Pointing the Force downhill is where it is most comfortable,throwing caution to the wind is what it excels at. Its ability to eat up square edge hits in quick succession without losing momentum or composure is impressive thanks to the long wheel base, 63.5 degree head angle, high pivot and very little pedal kick back thanks to the large idler. Like with other high pivots I have ridden, they work best with a bit more sag than the average bike and I found the sweet spot close to 35% sag. Unlike many bikes, high pivot bikes often have higher anti-rise values making them less likely to pitch the rider forward when braking instead keeping the bike planted and increasing pressure on the rear tyre. It does require braking to be executed in the right spot (ideally not the roughest part as it does “stiffen up”) and the when done correctly, the bike sticks to the ground very well even with RockShox Select series dampers when the huge 200mm and 220mm equipped Code R brakes are applied.

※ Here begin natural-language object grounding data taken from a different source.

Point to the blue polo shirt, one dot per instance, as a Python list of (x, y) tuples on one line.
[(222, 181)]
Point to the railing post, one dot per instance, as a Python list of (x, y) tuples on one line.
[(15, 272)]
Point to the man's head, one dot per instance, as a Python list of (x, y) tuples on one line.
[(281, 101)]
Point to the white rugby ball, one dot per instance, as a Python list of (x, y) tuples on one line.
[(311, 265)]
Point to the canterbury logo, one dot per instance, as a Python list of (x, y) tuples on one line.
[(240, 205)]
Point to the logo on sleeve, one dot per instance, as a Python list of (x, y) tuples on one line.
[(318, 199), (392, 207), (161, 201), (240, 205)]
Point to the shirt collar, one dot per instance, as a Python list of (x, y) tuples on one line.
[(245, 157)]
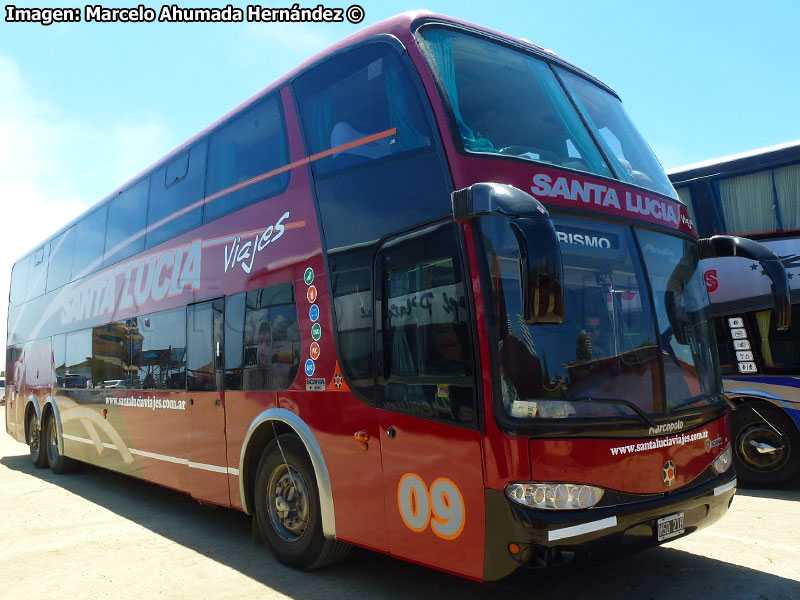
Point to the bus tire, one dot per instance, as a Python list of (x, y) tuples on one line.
[(774, 468), (34, 435), (59, 463), (288, 510)]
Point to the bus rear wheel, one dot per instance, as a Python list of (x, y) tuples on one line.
[(288, 509), (58, 462), (34, 435), (766, 451)]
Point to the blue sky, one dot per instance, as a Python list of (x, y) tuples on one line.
[(84, 107)]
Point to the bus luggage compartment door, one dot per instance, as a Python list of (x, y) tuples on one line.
[(208, 464)]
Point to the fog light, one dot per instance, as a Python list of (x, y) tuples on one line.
[(723, 462), (554, 496)]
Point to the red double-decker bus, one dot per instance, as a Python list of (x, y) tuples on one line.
[(429, 294)]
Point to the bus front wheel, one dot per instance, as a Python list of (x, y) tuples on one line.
[(34, 436), (288, 509), (766, 451), (58, 462)]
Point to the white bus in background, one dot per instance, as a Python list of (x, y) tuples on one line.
[(757, 195)]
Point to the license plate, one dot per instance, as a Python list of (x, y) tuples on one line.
[(669, 527)]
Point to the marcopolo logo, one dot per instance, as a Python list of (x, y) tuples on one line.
[(666, 428)]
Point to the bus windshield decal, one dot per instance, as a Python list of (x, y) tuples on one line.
[(612, 199)]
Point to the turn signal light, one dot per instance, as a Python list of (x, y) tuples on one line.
[(723, 462), (554, 496)]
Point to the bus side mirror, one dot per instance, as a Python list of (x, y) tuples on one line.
[(541, 268), (721, 246)]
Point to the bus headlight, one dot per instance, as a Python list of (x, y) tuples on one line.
[(554, 496), (723, 462)]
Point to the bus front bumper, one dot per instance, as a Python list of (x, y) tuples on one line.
[(517, 536)]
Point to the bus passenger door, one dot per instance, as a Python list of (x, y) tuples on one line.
[(429, 419), (208, 462)]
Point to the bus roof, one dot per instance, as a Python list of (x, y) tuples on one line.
[(399, 26), (743, 161)]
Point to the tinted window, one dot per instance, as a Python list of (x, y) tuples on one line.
[(202, 334), (427, 357), (234, 341), (127, 215), (111, 354), (351, 277), (169, 196), (510, 103), (271, 339), (59, 271), (780, 350), (90, 233), (253, 144), (158, 349), (364, 105), (60, 357), (382, 182), (37, 271), (19, 281), (78, 358)]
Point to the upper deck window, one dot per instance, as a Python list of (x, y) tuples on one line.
[(507, 102), (363, 106), (253, 144), (510, 103), (633, 159)]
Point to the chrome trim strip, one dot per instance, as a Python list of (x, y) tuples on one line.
[(163, 457), (724, 488), (576, 530), (317, 460)]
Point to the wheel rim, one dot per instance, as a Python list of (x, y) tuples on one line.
[(52, 441), (287, 500), (34, 437), (761, 435)]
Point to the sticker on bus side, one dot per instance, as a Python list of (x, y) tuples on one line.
[(315, 384)]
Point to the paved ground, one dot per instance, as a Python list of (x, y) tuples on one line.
[(95, 534)]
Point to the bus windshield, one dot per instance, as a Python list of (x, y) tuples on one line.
[(507, 102), (617, 341)]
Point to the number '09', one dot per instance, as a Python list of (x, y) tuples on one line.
[(442, 507)]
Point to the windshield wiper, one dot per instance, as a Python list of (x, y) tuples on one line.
[(703, 397), (645, 417)]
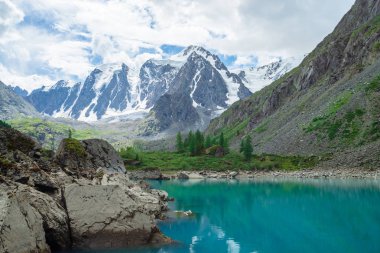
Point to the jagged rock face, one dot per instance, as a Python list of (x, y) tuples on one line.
[(31, 221), (99, 93), (113, 92), (155, 81), (202, 82), (198, 91), (175, 108), (255, 78), (111, 215), (19, 91), (283, 117), (106, 210), (13, 105), (87, 156), (48, 101)]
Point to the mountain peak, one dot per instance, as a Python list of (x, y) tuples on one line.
[(198, 49)]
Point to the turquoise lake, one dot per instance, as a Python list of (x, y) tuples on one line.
[(272, 216)]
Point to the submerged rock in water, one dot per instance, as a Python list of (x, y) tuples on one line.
[(85, 157), (83, 201), (31, 221), (114, 215)]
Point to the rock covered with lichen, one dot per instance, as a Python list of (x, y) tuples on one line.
[(77, 199), (87, 156)]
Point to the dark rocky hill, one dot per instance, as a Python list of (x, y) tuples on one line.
[(328, 104)]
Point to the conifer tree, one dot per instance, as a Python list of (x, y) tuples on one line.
[(221, 140), (242, 143), (179, 143), (208, 142), (199, 142), (248, 150), (191, 144)]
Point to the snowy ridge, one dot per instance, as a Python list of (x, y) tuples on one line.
[(258, 77), (115, 90)]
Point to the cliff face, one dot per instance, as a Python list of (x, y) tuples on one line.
[(85, 201), (12, 105), (328, 103)]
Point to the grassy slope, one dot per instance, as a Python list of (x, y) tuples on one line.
[(49, 133), (232, 161)]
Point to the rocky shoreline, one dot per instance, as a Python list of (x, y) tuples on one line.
[(317, 172), (78, 198)]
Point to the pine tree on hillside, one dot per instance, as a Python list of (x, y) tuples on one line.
[(208, 142), (199, 142), (4, 124), (242, 143), (179, 143), (248, 149), (191, 143), (221, 140)]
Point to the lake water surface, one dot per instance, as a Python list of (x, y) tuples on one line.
[(272, 216)]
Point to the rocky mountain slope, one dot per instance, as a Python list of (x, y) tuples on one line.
[(12, 105), (330, 103), (77, 199), (256, 78)]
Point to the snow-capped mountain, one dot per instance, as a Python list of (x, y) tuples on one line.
[(201, 90), (255, 78), (115, 90)]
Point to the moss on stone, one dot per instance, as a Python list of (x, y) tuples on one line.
[(75, 147)]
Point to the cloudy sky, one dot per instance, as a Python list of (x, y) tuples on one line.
[(42, 41)]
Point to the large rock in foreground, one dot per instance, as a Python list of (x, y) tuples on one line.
[(87, 156), (115, 215), (31, 221), (81, 202)]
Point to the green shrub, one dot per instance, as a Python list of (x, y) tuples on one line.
[(4, 124), (376, 47), (75, 147)]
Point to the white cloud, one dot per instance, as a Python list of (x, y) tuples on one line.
[(29, 82), (67, 34)]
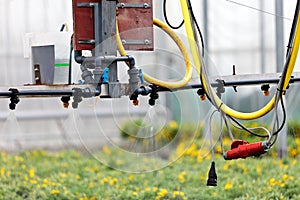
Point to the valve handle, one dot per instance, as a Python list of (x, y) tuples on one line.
[(243, 149)]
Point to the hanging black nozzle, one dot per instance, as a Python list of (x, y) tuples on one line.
[(212, 175)]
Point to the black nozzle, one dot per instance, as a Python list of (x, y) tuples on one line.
[(212, 175)]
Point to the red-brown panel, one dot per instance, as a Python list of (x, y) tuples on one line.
[(136, 24), (83, 22)]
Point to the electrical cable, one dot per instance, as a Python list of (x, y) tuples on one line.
[(166, 18), (197, 61), (197, 26), (148, 78), (293, 28)]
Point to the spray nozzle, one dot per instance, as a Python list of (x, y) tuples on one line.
[(212, 175)]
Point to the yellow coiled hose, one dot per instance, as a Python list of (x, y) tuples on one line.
[(229, 111)]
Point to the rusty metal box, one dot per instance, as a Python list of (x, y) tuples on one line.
[(135, 20), (83, 22)]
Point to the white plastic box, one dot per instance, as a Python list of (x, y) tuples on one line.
[(58, 72)]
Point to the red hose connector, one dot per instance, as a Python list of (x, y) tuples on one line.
[(242, 149)]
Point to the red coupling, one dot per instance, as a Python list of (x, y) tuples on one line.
[(242, 149)]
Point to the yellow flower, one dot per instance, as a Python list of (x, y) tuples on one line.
[(258, 170), (113, 181), (8, 173), (19, 159), (228, 186), (104, 180), (162, 193), (199, 159), (2, 171), (131, 177), (285, 177), (54, 192), (91, 185), (106, 150), (31, 173), (181, 177), (175, 194), (33, 182), (272, 182), (173, 124)]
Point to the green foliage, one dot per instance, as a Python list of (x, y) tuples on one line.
[(70, 175)]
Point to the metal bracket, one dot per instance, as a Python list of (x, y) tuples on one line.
[(86, 41), (136, 42), (131, 5), (86, 5)]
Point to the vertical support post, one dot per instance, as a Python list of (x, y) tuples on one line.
[(262, 38), (282, 138), (205, 29), (109, 46)]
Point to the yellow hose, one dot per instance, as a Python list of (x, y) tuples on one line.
[(220, 104), (148, 78)]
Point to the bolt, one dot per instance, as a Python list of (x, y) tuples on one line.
[(202, 97), (135, 102)]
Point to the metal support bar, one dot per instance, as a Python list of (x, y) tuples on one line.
[(131, 5), (239, 80)]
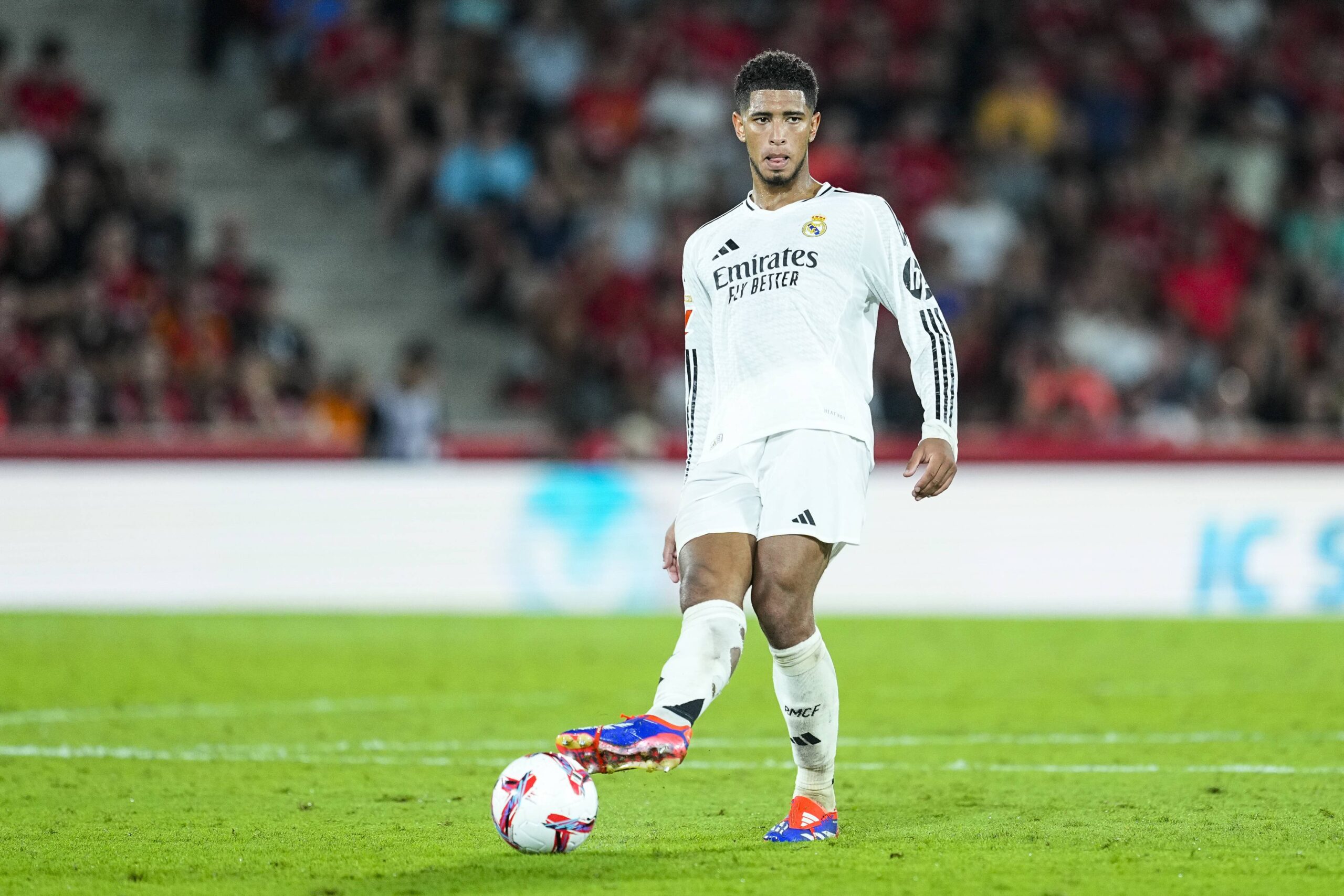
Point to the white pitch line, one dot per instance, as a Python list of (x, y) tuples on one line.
[(877, 743), (319, 705), (269, 753)]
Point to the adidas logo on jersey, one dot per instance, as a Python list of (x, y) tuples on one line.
[(725, 249)]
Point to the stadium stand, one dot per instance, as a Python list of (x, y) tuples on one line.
[(1131, 212), (109, 321)]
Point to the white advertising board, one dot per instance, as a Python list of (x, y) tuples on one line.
[(500, 537)]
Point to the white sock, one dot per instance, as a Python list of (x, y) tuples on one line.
[(702, 661), (805, 684)]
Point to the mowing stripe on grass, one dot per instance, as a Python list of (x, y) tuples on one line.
[(315, 707), (307, 755)]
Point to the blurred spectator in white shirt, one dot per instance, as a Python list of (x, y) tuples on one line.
[(1233, 22), (405, 422), (25, 166), (979, 231), (550, 54)]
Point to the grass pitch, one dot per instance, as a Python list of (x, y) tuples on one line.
[(355, 755)]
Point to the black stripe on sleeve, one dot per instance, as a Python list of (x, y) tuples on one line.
[(952, 362), (692, 367), (945, 364), (937, 378)]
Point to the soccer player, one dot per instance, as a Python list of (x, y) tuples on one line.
[(781, 309)]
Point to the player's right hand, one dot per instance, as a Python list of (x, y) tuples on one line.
[(670, 554)]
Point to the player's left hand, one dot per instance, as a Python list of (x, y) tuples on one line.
[(941, 467), (670, 561)]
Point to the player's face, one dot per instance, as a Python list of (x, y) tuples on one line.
[(777, 128)]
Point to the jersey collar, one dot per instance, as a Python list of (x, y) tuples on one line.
[(750, 203)]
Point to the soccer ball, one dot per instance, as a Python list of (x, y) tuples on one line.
[(545, 804)]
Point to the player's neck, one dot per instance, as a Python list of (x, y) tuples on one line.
[(772, 198)]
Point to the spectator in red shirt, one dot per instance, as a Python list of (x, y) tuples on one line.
[(921, 166), (1203, 288), (608, 112), (47, 97), (835, 156)]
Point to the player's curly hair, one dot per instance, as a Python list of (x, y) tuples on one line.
[(774, 70)]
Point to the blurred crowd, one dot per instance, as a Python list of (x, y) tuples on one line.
[(1132, 212), (108, 319), (111, 321)]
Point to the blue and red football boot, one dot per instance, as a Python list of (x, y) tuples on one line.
[(639, 742), (805, 821)]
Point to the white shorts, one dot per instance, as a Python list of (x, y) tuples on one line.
[(795, 483)]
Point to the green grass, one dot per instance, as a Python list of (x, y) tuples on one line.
[(355, 755)]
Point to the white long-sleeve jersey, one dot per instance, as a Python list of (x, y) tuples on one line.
[(781, 316)]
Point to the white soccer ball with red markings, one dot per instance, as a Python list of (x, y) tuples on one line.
[(545, 804)]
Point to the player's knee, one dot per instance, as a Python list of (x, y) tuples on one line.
[(704, 582), (784, 610)]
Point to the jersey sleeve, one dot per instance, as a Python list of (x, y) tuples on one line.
[(699, 361), (896, 280)]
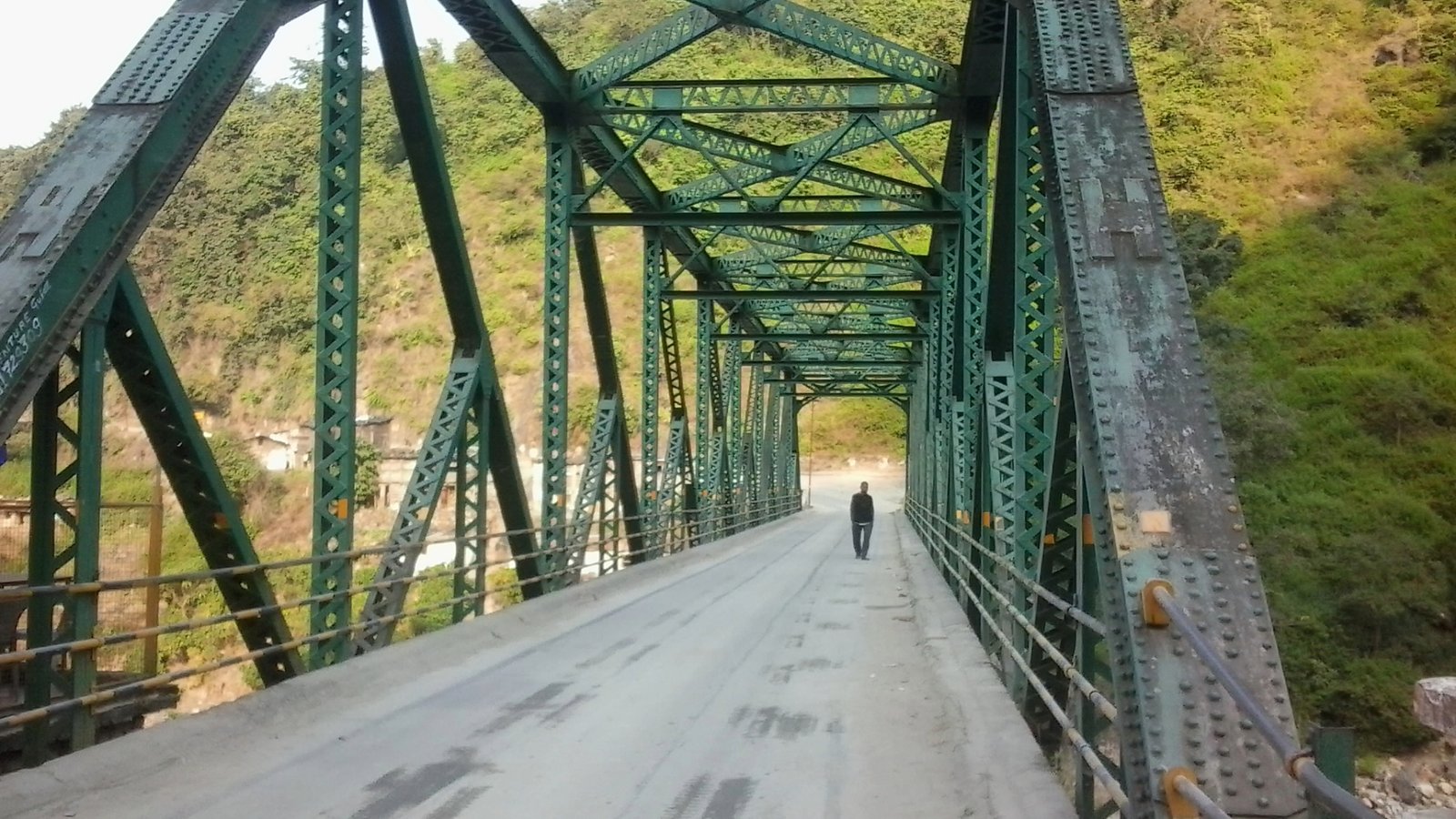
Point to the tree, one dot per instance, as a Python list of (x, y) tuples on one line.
[(366, 472), (1210, 254)]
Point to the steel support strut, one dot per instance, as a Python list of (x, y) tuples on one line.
[(561, 164), (337, 334)]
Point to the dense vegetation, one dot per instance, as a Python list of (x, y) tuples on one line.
[(1307, 146)]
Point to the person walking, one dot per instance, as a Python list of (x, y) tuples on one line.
[(861, 521)]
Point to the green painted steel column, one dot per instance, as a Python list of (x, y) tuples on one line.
[(46, 509), (472, 341), (472, 462), (557, 339), (337, 334), (686, 477), (146, 372), (91, 376), (705, 420), (654, 270), (732, 475)]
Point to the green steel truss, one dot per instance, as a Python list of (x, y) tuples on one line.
[(337, 336), (1062, 450)]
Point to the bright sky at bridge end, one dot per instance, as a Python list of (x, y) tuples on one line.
[(58, 53)]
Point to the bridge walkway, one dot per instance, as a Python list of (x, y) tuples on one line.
[(769, 675)]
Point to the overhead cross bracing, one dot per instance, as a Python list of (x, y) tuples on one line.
[(804, 239)]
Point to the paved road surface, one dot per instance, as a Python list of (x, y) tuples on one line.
[(766, 676)]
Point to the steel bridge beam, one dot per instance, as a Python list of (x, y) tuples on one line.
[(810, 95), (827, 295), (883, 220), (829, 337), (96, 196)]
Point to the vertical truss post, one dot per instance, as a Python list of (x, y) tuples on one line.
[(750, 442), (472, 462), (686, 480), (609, 380), (706, 417), (337, 327), (791, 477), (592, 491), (560, 174), (970, 363), (654, 273), (91, 375), (1060, 532), (417, 511), (146, 372), (40, 622), (472, 347), (732, 480), (769, 446), (79, 379), (1159, 481)]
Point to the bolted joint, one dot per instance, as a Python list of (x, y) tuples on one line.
[(1298, 761), (1178, 804), (1154, 612)]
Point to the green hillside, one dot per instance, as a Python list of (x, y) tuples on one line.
[(1307, 147)]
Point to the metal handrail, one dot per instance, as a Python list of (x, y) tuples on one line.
[(769, 509), (1075, 738), (1299, 763)]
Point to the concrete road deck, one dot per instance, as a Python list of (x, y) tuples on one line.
[(769, 675)]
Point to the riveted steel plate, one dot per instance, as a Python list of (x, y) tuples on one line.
[(167, 55), (1084, 47), (1162, 467)]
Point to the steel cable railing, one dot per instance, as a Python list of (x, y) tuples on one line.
[(727, 518), (928, 522), (1298, 763)]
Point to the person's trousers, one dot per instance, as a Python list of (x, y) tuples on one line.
[(859, 535)]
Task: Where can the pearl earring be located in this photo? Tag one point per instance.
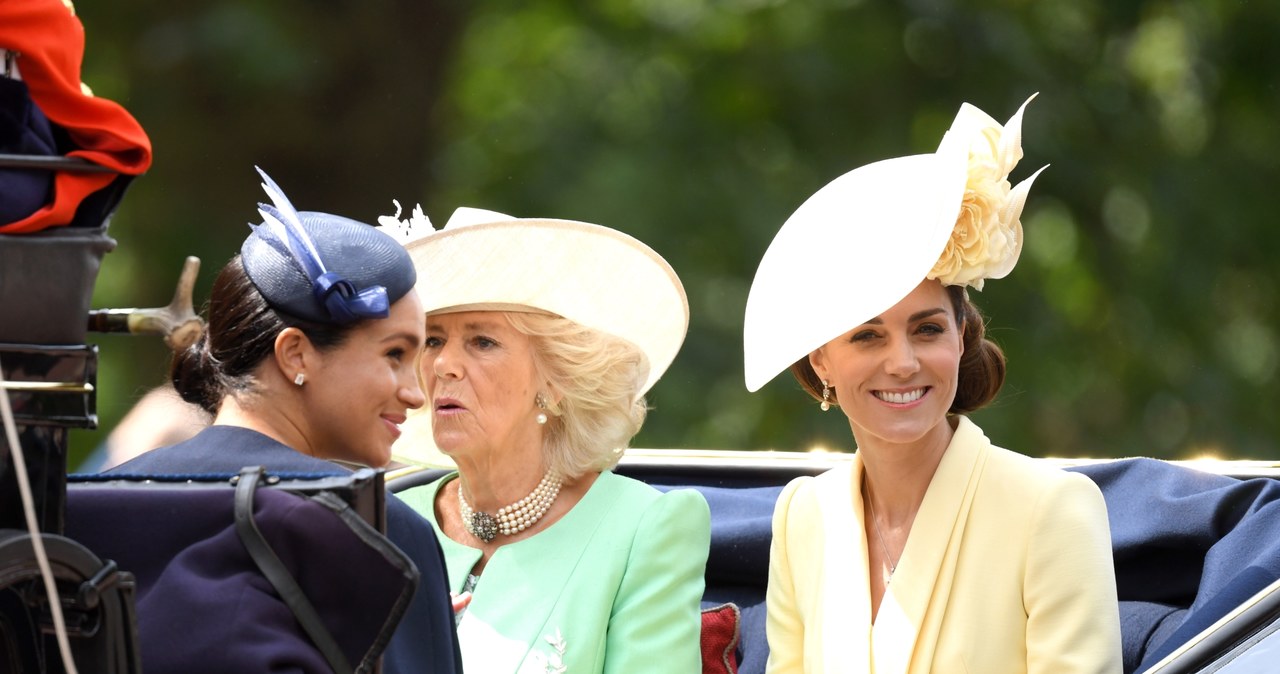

After more Enduro bike reviews? See below for some long travel machines we've tested recently:
The GT Force is an extremely capable long travel 29er that maintains momentum and composure on a variety of terrain. It offers exceptional value with its high quality components and focus on quality suspension and handling. There were a few little things that could be improved such as the chain and seat stay protectors that started to peel after a few rides. The internal cable routing exits the top tube pretty early and while I do understand the design constraints of the area, they move about and make a bit of noise under compression which is irritating on a otherwise very quiet bike. During our last test ride, we landed pretty heavily and heard a clunk within the frame. Subsequently, the bike started to rattle like nobodies business. With a little investigating we found a rogue piece of debris left over after manufacturing that was somehow lodged within the frame that was now loose. Thankfully it was non structural and easily resolved by the team at PSI Cycling whom arranged a replacement for us. All in all, the GT Force Carbon Pro is a very capable bike for $6499, which is less than some second hand bikes these days.